DUBAI: Jay Roach’s take on Warren Adler’s acrid 1981 novel “The War of the Roses” may be less overtly savage than the 1989 adaptation starring Michael Douglas and Kathleen Turner, but it still lands plenty of punches.
Roach trades open marital warfare for a more contemporary clash of egos and expectations, infusing the story with sharp humor and modern-day sensibilities.
Two great British actors — Olivia Colman and Benedict Cumberbatch — anchor the film as Ivy and Theo Rose, whose seemingly ideal relationship implodes inside their sleek, custom-built dream home. Colman gives a layered, hysterically funny performance, while Cumberbatch captures Theo’s hurt pride and resentment as Ivy’s almost-dead career as a chef gets revitalized just as his, as an architect, nosedives overnight due to a freak catastrophe. The couple must navigate a new power dynamic within a previously loving relationship.
Roach and screenwriter Tony McNamara keep the dialogue sharp and darkly comic. The movie kicks off with an imploding couples-therapy scene that turns gratitude lists into barbed attacks.
Colman balances dry humor with quiet fury, and Cumberbatch moves seamlessly from bubbling hurt to explosive rage, making the breakdown of the Roses’ marriage both believable and extremely riveting.
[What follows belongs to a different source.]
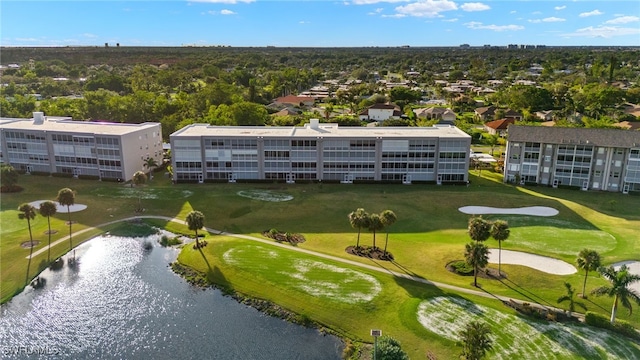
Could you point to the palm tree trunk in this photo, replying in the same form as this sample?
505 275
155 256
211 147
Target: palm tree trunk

The rest of the cast is stacked with talent too, though they’re mostly sidelined. Andy Samberg and Kate McKinnon play Barry and Amy, a couple whose physical chemistry is all but dead. And Jamie Demetriou’s Rory and Zoe Chao’s Sally bottle up resentment after resentment, while Allison Janney gives a singularly vicious performance as a divorce lawyer. But it’s the leads who hold the focus throughout.
Coming in at under two hours, “The Roses” moves briskly. Roach’s update is less a remake than a reimagining — one that recognizes how contemporary ambition and shifting gender roles can destabilize even the most loving and chemistry-packed marriage. But it fails to deliver the no-holds-barred meanness of the original and, in the process, loses some of its soul.
For audiences seeking sharp dialogue and sensational acting, though, “The Roses” delivers. Colman and Cumberbatch turn a familiar tale of marital collapse into a darkly amusing battle of wills that is worth seeing.